Overview
Curating the Contemporary presents the practical aspects of curating in contemporary spaces. Taught by professionals, this course introduces gallery, museum, and digital curation. You will learn about the day-to-day responsibilities of a curator and examine how a curator builds a museum-quality collection. Fundamental curatorial skills will be introduced, including writing effective proposals, developing comprehensive exhibition plans, and appropriate hanging and lighting techniques. Finally, students will explore the ways in which the field is changing and examine increasingly diverse approaches to exhibition-making such as curating in the digital realm.
Learning outcomes:
- Develop practical knowledge of curating in contemporary spaces
- Gain an understanding of the day to day responsibilities of a curator
- Learn about building a collection, writing proposals, hanging and lighting techniques, and more
Academic Profile
Mitra Abbaspour is the Haskell Curator of Modern and Contemporary Art at Princeton University Art Museum. She previously served as an Associate Curator in the Department of Photography at The Museum of Modern Art and an Assistant Curator at the California Museum of Photography, in addition to having served as a guest curator for a number of exhibitions at various institutions. Exhibitions she has curated or co-curated at the Museum include Helen Frankenthaler Prints: Seven Types of Ambiguity (2019), Frank Stella Unbound: Literature and Printmaking (2018), Making History Visible: Of American Myths and National Heroes (2017) and, selections of previous work includes, Re-Orientations: Islamic Art and the West in the 18th and 19th Centuries (2008), Lori Nix: Some Other Place (2003-04) One Ground: 4 Palestinian & 4 Israeli Filmmakers (2003), and Common Borders: Casa Blanca, Riverside and La Frontera (2002).
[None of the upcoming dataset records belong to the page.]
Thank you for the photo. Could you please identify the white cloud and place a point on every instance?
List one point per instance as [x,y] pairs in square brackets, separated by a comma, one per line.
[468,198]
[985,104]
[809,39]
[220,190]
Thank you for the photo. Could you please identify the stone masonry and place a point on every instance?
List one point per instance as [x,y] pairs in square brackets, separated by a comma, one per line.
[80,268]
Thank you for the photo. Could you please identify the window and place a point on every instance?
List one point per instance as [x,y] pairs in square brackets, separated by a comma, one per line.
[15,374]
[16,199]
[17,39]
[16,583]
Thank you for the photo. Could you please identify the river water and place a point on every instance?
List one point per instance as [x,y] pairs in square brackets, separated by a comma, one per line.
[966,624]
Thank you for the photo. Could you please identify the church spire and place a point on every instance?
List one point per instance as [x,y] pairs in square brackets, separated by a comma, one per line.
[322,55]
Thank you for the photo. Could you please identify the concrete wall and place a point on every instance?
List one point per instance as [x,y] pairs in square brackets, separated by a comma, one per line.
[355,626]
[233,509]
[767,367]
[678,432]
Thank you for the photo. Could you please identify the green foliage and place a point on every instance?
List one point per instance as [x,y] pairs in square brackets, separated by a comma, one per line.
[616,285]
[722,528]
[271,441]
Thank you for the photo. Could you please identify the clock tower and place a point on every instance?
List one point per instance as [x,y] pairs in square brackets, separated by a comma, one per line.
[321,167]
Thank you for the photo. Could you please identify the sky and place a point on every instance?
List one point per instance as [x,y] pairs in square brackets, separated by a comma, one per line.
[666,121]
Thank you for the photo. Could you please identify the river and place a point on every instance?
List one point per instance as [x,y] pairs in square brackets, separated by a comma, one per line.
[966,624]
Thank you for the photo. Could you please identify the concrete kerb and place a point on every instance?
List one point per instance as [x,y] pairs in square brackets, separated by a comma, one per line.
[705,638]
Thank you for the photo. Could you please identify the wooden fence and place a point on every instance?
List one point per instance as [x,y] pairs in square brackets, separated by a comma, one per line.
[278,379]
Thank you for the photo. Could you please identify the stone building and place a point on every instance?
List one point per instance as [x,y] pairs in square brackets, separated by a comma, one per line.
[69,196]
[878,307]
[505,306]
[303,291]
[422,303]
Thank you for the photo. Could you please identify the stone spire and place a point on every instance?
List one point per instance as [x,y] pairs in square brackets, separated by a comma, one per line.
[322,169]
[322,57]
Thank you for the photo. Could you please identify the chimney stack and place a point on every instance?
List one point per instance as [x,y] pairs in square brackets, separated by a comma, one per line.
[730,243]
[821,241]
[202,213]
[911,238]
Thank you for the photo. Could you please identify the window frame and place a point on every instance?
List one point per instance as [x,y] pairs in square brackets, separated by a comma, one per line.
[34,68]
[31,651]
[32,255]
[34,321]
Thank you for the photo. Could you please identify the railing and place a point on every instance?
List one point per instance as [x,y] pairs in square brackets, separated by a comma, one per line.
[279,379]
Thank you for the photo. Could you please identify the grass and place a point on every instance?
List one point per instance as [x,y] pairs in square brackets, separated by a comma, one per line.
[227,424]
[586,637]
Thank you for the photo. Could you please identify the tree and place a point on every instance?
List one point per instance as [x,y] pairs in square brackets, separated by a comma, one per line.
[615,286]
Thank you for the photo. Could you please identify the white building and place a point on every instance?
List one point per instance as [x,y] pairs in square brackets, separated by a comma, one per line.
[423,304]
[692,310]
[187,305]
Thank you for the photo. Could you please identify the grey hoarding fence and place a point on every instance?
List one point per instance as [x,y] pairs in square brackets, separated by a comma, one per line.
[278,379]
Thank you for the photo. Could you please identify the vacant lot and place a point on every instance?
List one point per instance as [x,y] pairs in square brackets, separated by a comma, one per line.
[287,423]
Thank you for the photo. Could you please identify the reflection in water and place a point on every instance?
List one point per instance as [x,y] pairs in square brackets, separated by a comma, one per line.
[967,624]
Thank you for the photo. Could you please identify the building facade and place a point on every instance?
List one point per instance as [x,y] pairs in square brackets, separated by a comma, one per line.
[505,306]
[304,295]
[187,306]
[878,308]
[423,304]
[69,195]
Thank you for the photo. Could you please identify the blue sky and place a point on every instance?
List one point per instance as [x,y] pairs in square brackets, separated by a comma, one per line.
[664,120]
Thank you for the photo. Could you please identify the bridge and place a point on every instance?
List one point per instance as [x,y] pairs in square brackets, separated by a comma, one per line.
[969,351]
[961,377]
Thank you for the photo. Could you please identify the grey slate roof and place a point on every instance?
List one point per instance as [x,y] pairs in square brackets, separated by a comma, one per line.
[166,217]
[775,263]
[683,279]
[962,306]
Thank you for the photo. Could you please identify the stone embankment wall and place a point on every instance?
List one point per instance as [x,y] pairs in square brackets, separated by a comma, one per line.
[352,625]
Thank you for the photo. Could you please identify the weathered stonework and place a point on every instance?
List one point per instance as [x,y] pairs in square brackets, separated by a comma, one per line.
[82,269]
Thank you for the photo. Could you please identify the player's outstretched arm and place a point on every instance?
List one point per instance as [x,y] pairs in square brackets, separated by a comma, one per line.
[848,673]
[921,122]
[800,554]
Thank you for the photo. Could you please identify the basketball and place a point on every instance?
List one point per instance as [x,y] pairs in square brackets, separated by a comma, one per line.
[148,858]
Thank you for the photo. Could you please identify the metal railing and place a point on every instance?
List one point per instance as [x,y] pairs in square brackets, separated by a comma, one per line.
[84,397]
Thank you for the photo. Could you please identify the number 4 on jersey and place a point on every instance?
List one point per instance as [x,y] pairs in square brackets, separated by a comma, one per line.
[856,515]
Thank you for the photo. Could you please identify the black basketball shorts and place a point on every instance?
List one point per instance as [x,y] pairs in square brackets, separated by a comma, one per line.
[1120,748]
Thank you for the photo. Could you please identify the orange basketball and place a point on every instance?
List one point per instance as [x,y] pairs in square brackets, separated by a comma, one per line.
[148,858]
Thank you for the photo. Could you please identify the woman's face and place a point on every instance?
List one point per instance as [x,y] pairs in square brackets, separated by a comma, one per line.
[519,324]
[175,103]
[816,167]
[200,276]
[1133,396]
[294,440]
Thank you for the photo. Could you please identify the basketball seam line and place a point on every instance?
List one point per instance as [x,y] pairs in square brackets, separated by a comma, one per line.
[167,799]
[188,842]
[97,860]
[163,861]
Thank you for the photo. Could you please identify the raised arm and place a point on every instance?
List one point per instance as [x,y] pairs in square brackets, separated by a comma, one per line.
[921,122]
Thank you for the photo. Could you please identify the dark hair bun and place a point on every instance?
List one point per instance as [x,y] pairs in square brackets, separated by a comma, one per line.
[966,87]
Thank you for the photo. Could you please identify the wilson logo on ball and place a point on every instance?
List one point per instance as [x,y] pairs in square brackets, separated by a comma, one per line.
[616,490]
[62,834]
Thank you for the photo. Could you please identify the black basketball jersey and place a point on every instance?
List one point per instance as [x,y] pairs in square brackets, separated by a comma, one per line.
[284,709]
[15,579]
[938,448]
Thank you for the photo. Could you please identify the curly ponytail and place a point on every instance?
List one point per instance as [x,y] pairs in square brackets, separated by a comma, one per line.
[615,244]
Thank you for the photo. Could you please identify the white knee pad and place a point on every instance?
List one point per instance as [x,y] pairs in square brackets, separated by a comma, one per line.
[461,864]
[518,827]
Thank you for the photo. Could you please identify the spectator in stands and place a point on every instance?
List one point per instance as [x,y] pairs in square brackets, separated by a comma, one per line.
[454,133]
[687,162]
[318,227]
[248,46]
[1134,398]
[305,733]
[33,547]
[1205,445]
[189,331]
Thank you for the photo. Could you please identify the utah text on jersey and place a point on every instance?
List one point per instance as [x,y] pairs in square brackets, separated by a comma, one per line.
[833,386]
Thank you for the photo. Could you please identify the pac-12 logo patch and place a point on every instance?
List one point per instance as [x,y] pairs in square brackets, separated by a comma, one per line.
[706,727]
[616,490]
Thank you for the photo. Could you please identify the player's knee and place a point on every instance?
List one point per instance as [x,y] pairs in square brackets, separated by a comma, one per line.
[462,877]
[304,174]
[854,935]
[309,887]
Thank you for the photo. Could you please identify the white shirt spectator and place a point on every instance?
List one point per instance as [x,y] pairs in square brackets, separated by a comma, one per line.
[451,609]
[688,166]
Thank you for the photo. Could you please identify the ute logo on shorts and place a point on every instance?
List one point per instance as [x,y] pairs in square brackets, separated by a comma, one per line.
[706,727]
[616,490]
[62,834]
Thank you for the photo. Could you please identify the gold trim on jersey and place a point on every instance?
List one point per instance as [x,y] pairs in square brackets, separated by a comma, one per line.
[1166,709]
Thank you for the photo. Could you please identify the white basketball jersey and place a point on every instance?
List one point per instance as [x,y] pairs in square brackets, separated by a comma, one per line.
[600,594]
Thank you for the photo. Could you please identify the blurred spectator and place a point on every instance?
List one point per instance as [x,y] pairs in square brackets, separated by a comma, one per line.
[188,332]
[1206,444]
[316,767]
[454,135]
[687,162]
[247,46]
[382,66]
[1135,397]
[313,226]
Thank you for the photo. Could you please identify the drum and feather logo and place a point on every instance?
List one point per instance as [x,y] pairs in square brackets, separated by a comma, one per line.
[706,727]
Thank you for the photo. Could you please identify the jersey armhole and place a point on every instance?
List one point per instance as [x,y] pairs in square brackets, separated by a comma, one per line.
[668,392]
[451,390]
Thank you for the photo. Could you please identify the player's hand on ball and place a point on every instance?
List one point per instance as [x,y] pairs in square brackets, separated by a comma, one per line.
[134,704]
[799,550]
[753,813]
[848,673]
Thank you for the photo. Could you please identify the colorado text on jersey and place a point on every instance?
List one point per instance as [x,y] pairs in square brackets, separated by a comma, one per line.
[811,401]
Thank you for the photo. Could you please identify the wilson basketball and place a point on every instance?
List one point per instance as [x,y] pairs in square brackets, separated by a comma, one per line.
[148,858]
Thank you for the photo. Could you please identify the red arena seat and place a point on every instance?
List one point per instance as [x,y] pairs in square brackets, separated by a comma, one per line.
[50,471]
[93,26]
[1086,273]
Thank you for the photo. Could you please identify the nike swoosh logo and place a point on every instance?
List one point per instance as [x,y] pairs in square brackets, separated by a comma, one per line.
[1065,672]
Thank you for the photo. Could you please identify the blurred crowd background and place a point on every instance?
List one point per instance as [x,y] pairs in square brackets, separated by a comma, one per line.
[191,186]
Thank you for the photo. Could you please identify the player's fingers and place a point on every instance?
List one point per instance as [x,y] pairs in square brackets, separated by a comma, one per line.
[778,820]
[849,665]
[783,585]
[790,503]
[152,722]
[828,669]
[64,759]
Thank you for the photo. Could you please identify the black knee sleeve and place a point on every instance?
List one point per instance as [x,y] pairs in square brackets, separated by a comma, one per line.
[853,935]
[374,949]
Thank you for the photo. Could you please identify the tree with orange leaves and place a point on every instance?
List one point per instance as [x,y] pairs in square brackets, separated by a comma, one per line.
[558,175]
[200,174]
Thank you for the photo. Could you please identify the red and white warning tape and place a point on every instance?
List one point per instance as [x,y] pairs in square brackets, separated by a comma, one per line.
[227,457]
At MoMA, she led the curatorial branch of an interdisciplinary research initiative that resulted in the print and digital publications Object : Photo: Modern Photographs 1909-1945. She has authored numerous essays on contemporary artists in this field, most recently contributing to monographs of Reza Aramesh, Lalla Essaydi, Dor Guez, Hassan Hajjaj, and Shirin Neshat and has also taught courses both in her specialization, the modern and contemporary Middle East and, general area specializations—Islamic art, modern art, and the history of photography—at The Cooper Union, Hunter College, and Brooklyn College.